3.11. In Vivo Behavioral Study

The Institutional Animal Ethical Committee, University of Central Punjab, Lahore, Pakistan, authorized the experimental protocols for conducting the animal studies. Animals (Swiss albino rats) weighing 100–150 g were obtained from the animal facility of the University of Central Punjab, Lahore, Pakistan. All animals (equal number of males and females; n = 8) were divided into four main groups. The social isolation model and tail hanging model were used for induction of depression for up to 21 days. Groups II to IV were subjected to a depression model. Food and water supplies were maintained with controlled temperature and humidity. Groups were as follows: group I, normal rats (−ve control); group II, animals exposed to a depressive environment (+ve control); group III: depressed rats treated with hypericin; and group IV, depressed rats treated with the marketed formulation (fluoxetine).41,42

3.11.1. Tail Suspension Test (TST)

In this test, the isolated rats were suspended with adhesive tape in each chamber.

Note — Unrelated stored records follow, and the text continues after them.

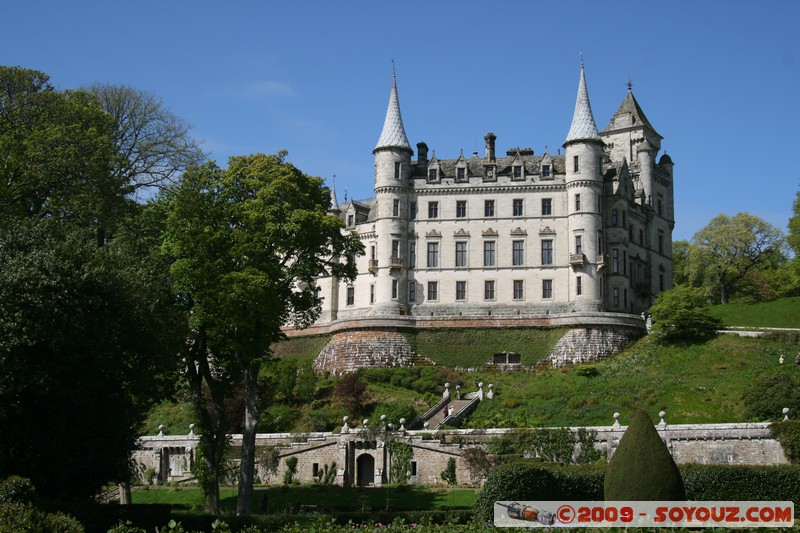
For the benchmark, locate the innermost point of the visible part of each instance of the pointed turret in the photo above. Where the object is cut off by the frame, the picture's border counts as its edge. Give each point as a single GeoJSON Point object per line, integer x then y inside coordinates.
{"type": "Point", "coordinates": [583, 127]}
{"type": "Point", "coordinates": [393, 134]}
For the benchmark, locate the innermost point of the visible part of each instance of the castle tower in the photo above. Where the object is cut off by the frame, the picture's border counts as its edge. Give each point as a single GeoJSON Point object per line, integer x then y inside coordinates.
{"type": "Point", "coordinates": [584, 183]}
{"type": "Point", "coordinates": [392, 176]}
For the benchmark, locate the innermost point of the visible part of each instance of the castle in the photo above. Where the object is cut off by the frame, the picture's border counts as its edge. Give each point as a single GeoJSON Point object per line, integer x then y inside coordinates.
{"type": "Point", "coordinates": [515, 236]}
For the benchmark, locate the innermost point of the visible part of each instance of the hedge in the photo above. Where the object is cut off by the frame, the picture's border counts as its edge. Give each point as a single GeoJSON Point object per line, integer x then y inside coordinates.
{"type": "Point", "coordinates": [530, 480]}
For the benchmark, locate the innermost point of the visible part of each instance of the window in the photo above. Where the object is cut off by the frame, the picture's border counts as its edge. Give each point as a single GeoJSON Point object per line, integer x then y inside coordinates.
{"type": "Point", "coordinates": [461, 254]}
{"type": "Point", "coordinates": [547, 288]}
{"type": "Point", "coordinates": [519, 289]}
{"type": "Point", "coordinates": [488, 253]}
{"type": "Point", "coordinates": [517, 253]}
{"type": "Point", "coordinates": [433, 290]}
{"type": "Point", "coordinates": [461, 290]}
{"type": "Point", "coordinates": [517, 207]}
{"type": "Point", "coordinates": [547, 207]}
{"type": "Point", "coordinates": [433, 254]}
{"type": "Point", "coordinates": [488, 290]}
{"type": "Point", "coordinates": [488, 208]}
{"type": "Point", "coordinates": [547, 252]}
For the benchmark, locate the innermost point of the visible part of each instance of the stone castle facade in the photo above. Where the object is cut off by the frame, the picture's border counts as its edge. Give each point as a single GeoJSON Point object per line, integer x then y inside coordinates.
{"type": "Point", "coordinates": [520, 235]}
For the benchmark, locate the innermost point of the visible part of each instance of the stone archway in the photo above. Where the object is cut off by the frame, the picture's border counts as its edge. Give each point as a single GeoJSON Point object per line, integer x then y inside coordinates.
{"type": "Point", "coordinates": [365, 470]}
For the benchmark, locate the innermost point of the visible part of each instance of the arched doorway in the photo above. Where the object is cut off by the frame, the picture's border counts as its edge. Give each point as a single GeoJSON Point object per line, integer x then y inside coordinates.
{"type": "Point", "coordinates": [365, 470]}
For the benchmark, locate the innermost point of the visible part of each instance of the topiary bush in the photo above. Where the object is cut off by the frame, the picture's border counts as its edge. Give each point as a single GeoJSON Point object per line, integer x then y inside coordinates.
{"type": "Point", "coordinates": [642, 468]}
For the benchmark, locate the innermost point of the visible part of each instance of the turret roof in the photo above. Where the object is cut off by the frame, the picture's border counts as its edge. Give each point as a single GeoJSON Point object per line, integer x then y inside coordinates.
{"type": "Point", "coordinates": [583, 127]}
{"type": "Point", "coordinates": [393, 134]}
{"type": "Point", "coordinates": [629, 115]}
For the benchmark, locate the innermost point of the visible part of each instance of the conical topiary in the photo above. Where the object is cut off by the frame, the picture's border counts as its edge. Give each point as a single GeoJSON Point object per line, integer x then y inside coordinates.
{"type": "Point", "coordinates": [642, 468]}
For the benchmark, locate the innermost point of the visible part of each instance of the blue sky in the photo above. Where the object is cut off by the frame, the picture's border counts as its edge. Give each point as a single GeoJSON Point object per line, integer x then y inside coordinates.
{"type": "Point", "coordinates": [717, 79]}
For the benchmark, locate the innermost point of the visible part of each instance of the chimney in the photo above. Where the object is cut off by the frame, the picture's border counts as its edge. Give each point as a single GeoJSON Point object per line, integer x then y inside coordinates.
{"type": "Point", "coordinates": [490, 138]}
{"type": "Point", "coordinates": [422, 153]}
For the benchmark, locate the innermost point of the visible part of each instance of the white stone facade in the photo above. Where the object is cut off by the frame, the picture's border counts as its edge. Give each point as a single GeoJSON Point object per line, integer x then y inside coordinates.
{"type": "Point", "coordinates": [521, 235]}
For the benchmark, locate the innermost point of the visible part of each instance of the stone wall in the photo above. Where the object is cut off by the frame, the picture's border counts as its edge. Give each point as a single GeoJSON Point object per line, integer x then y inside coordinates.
{"type": "Point", "coordinates": [362, 348]}
{"type": "Point", "coordinates": [584, 345]}
{"type": "Point", "coordinates": [739, 444]}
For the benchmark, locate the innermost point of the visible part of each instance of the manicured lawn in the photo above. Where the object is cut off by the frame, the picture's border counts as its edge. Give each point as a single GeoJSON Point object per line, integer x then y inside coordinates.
{"type": "Point", "coordinates": [325, 499]}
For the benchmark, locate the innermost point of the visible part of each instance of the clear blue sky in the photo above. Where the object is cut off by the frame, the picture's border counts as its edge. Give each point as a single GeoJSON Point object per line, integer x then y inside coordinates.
{"type": "Point", "coordinates": [717, 79]}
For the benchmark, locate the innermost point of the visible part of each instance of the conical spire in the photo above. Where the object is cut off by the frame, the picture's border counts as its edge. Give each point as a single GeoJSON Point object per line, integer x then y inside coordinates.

The mouse should not touch the walls and is placed in the middle of the compartment.43 The animal was said to be immobile if its limbs were not moving when it was passively hanging. For the tail suspension test, specially constructed wooden tail suspension boxes (60 cm height, 40 cm width, and 30 cm depth) were employed. Every rat was placed inside a separate three-walled rectangular enclosure to prevent the animals from watching or interacting with one another. The top of each compartment box had a 1 cm wide × 60 cm long aluminum suspension bar that was utilized to suspend the tail of each mouse.

3.11.2. Open Field Test

Stressed rats exhibit a decrease in open-field activity and an increase in stereotyped behavior.44,45 Thigmotaxis (moving toward that solid object) is a characteristic of rats who like to stay close to walls and move more on the periphery, and it is more apparent in rats who exhibit depressive symptoms. Rats with less sadness are more likely to spend time in the open, middle part of the box.46,47 For conducting the open field test, the open-field apparatus consisted of a wooden box with dimensions of 105 cm length, 60 cm width, and 40 cm depth.48 Rats were randomly placed in one corner of the behavioral box and allowed to explore freely for 3 min. Activities in the open field were recorded for 3 min including number of circular motion, number of head raise, and number of times rat had come in the center of the box as well as in the corner of the box, and the number of times rats climbed was also recorded.

3.11.3. Elevated Plus Maze Test (EPM)

This test was carried out in accordance with the previously conducted research studies.49,50 To conduct this test, an elevated plus maze apparatus was employed. This apparatus was made up of two opposed open arms that measured 48 cm long by 10 cm wide and two enclosed arms that measured 48 cm long by 10 cm wide and 60 cm tall, all linked by a central platform to form the appearance of a plus sign. The middle field unites both the open and closed arms. Each rat was positioned individually in the apparatus’ center field, facing one of its closed arms. Animal behavior was recorded for 3 min. After every rat, the device was cleaned with a disinfection solution with no odor. The frequency of entrances into open and closed arms as well as the length of time spent in open arms was counted.51

4. Results and Discussion

4.1. pH, Viscosity, and Refractive Index

The pH of all the prepared formulations lay in the nasal pH range (4.5–6.4),5254 signifying its nonirritant nature. Because the prepared formulations were oil in water (O/W) nanoemulsions, the viscosity was expected to be lower, favoring the administration of nanoemulsions via the nasal cavity.55 The viscosity of prepared nanoemulsion formulations ranges from 3.57 to 8.43. The refractive index of nanoemulsions shows a mean value of 1.329, signifying the clear isotropic nature of the formulations. Table 2 shows all the pH, viscosity, and refractive index values of the prepared formulations.

Table 2. pH, Viscosity, and Refractive Index Readings of the Prepared Formulations.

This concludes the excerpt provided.